Négociations en cours
Les faiblesses apparentes de l’État hébreu pourraient encourager le Hezbollah à s’inviter dans la confrontation. La formation de deux fronts simultanés, l’un à Gaza et l’autre au nord, constitue en effet le pire des scénarios pour Israël. Le Hezbollah et le Hamas partagent une identité et une rhétorique commune. Tous deux nés dans les années 1980, ils ont reçu un support financier et logistique conséquent de la République islamique d’Iran. Les relations entre les deux mouvements se sont toutefois dégradées durant le conflit syrien, en raison de la position de la branche politique du Hamas en faveur de la révolution. La rupture avec Damas sera consommée en 2012 avec le déplacement à Doha des bureaux du Hamas, installé depuis 1999 en Syrie. Le Hezbollah et l’Iran ont toujours tenu à préserver des liens avec l’organisation palestinienne, souhaitant se positionner comme le fer de lance de la lutte contre l’État hébreu. En 2017, des visites de haut niveau entre le représentant politique du Hamas, Saleh al-Arouri, et Hassan Nasrallah ont eu lieu et le rétablissement des relations a été officialisé la même année. La visite d’Ismaïl Haniyeh à Beyrouth en 2020 est venue rapprocher un peu plus les deux groupes. Depuis lors, le Hezbollah milite activement pour réintégrer complètement le Hamas au sein de l’axe de la résistance, en œuvrant pour la réconciliation entre le mouvement islamiste et Damas.

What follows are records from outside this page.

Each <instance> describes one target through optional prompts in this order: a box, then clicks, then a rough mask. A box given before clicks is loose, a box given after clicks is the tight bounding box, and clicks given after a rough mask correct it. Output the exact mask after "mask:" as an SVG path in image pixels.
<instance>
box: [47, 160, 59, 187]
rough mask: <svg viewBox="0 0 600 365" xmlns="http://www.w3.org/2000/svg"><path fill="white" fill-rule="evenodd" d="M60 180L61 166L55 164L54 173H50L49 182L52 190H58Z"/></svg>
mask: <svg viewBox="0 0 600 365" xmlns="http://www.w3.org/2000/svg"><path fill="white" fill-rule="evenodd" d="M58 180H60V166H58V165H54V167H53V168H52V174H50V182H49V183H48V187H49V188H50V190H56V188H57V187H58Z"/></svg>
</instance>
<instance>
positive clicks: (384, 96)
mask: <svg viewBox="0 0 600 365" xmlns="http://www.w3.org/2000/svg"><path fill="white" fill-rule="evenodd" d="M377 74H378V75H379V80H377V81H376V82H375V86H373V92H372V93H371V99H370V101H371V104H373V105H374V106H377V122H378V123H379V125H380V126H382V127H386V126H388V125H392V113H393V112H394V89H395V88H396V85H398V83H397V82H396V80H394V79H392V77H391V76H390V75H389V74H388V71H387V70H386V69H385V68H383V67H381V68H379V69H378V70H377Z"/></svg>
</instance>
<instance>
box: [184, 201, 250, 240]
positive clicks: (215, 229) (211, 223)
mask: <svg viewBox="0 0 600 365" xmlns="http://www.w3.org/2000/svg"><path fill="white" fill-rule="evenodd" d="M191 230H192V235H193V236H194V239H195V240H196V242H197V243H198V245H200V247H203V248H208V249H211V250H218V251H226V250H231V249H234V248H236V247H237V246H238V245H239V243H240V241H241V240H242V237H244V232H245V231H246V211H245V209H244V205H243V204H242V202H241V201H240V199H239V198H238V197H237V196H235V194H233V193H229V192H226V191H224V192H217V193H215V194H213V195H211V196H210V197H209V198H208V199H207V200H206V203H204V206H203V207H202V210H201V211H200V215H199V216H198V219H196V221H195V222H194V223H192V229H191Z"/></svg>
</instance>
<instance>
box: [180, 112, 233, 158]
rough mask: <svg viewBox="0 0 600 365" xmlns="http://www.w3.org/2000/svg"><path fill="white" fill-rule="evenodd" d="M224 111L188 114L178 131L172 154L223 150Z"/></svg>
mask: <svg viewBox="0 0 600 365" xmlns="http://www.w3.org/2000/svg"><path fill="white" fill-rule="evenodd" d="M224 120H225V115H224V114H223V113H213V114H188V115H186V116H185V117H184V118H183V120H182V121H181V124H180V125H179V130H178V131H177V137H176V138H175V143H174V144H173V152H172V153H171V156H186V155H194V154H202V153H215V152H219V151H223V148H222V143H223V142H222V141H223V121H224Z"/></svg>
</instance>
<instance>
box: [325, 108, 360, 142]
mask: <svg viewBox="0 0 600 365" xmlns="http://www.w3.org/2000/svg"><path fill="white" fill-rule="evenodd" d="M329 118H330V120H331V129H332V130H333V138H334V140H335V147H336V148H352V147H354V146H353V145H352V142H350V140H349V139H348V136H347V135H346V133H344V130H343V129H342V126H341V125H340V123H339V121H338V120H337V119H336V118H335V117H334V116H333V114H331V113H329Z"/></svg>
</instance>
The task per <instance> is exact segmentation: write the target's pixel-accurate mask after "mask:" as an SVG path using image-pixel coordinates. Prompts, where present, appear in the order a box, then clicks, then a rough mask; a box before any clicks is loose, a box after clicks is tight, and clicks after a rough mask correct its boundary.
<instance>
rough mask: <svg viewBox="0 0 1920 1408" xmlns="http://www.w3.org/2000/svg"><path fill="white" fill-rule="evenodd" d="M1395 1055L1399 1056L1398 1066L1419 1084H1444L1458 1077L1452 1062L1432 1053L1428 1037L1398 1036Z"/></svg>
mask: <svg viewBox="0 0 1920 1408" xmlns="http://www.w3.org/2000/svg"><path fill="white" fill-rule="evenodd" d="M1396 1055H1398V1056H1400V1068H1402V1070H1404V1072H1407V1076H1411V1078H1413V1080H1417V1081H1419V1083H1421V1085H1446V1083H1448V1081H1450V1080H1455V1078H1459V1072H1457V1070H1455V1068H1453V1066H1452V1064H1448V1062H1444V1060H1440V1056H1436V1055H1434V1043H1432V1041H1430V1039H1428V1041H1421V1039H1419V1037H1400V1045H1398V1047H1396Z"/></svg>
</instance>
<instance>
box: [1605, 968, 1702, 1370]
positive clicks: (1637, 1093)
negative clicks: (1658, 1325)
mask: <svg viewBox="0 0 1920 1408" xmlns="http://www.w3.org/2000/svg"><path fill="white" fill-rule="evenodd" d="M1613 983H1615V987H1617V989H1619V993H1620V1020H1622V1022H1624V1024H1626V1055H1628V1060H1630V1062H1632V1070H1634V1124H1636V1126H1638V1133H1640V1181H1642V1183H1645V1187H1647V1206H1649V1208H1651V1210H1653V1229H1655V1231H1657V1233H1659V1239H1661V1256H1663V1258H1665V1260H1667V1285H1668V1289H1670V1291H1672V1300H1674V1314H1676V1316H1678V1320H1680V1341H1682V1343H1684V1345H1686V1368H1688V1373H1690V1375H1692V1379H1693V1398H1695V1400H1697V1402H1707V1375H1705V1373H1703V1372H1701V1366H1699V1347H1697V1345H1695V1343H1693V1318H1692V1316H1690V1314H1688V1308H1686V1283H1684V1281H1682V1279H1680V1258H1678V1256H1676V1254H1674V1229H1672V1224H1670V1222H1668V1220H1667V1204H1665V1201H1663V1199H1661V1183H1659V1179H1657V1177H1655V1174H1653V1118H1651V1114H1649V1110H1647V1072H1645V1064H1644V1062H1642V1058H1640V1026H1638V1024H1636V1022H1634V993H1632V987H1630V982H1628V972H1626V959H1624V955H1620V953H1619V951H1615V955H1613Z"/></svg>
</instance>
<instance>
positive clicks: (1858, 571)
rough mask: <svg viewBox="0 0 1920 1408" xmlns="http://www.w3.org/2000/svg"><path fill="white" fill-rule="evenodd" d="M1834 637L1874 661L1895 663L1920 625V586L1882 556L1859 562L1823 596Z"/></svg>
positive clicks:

Ces relations « doivent absolument être restaurées, qu’importent les efforts et le temps que cela prendra », déclarait Hassan Nasrallah en décembre 2020. Si le Hezbollah suit de très près l’évolution des évènements de l’autre côté de la frontière, une intervention de sa part paraît toutefois assez improbable. « Il est clair que le Hezbollah soutient le Hamas et les forces palestiniennes dans leur bataille. Hassan Nasrallah a déclaré une mobilisation totale. Mais jusqu’à présent, il n’y a pas d’informations sur une prise de décision par le parti », soutient l’analyste Kassem Kassir, proche du Hezbollah. Une intervention du parti chiite changerait la nature du conflit en lui donnant une dimension régionale. Mais l’opération semble extrêmement risquée, dans un contexte délicat pour le parti de Dieu. Israël et le Hezbollah cherchent à éviter une nouvelle escalade depuis leur dernière confrontation en 2006. Le Hezbollah s’était par ailleurs contenté d’apporter son soutien moral et politique au Hamas lors de la précédente guerre qui l’a opposé à Israël en 2014. Pourquoi adopterait-il aujourd’hui une autre attitude ? Avec l’effondrement économique du Liban, l’hyperinflation et la gronde sociale dans le pays, le contexte n’est certainement pas propice à une pareille opération. Le soulèvement de 2019 ayant désacralisé l’image de Hassan Nasrallah chez de nombreux Libanais, le parti souffrirait probablement en outre d’un manque d’appui au sein de la population s’il était à l’origine d’une nouvelle confrontation militaire. Dans le même temps, les négociations en cours entre les États-Unis et l’Iran visant à ressusciter l’accord sur le nucléaire semblent aller bon train et devraient freiner toute velléité de voir le protégé de Téhéran lancer une offensive contre le voisin du sud.